The son of August Ochel (1869-1946), foreman in a Bergneustädter textile factory, and Johanna Ochel (1875-1937), born Heinrichs, attended grammar school in Gummersbach and then studied mechanical engineering at the Technical University of Hanover . In 1927 he passed the examination as a qualified engineer. Ochel began his professional career as a designer and test engineer at Flottmann-Werke in Herne . Two years later he moved from the Ruhr area to Berlin and got a job as a senior engineer with specifications for compressor construction at Borsig AG . In 1936 he switched to engineering at the Ehrhardt & Sehmer machine factory based in Saarbrücken . In 1941 he became a member of the board of directors of Orenstein & Koppel AG , which, during the Nazi era, was a subsidiary of Hoesch AG under the company name Maschinenbau und Bahnbedarf AG, or MBA for short. His responsibility there included locomotive, wagon and engine construction as well as the reorganization of the Babelsberg locomotive factory.

During the Second World War , Ochel was involved in the production of armaments and a member of armaments committees. The Reich Ministry of Armaments and Ammunition put him in charge of the entire tank engine production , although he had told Albert Speer in 1943 that he did not have a good relationship with the NSDAP . Although he was not a member of the NSDAP and is said to have complied with the task assigned to him only reluctantly, he was appointed head of the main committee in the Armaments Ministry, was awarded the War Merit Cross with Swords and belonged to the Albert Speer Circle of Friends after the end of the war.

In the SBZ , Ochel was appointed main director for all locomotive and wagon construction. He refused to join the SED that was suggested to him, and he also turned down the offer to take on a position as deputy trade minister . Finally, in February 1949, he moved to West Germany , where he took part in the reconstruction of the Hoesch works.
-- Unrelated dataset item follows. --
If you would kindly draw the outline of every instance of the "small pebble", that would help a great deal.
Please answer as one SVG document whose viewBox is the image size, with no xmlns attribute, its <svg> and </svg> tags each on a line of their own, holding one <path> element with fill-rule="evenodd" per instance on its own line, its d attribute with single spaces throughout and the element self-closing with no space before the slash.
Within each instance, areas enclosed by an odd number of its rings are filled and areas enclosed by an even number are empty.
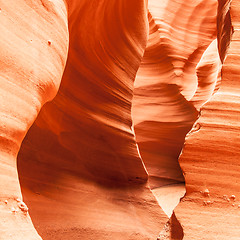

The Hoesch Group was broken up by Allied legislation in 1952 and divided into three corporate groups. Ochel continued his career at what was now Hoesch Werke AG in Dortmund, became a member of the board in 1952 and had been the company's chairman since 1960. While he was on the board, numerous steelworks were rebuilt, renovated and modernized, primarily the largely destroyed main plant “ Westfalenhütte ” in the north-east of Dortmund. In addition, the mechanization and automation of the production processes began. In the course of the structural change, Ochel proposed a reorganization in the mid-1960s that provided for the nationalization of the mining operations attached to the steelworks. The project, known as the “Ochel Plan”, encountered resistance from the mining authorities and could not be implemented as a result. 1966 Ochel led together with Fritz Harders , CEO of Dortmund-Horder hut Union AG , the merger by the hut Union with Hoesch. In 1968 he moved from the executive board to the head of the supervisory board. Ochel was opposed to the further planned merger with the Dutch mining company Koninklijke Hoogovens to form the Estel group, which was carried out in 1972, whereupon he resigned his mandate as chairman of the supervisory board prematurely in 1970.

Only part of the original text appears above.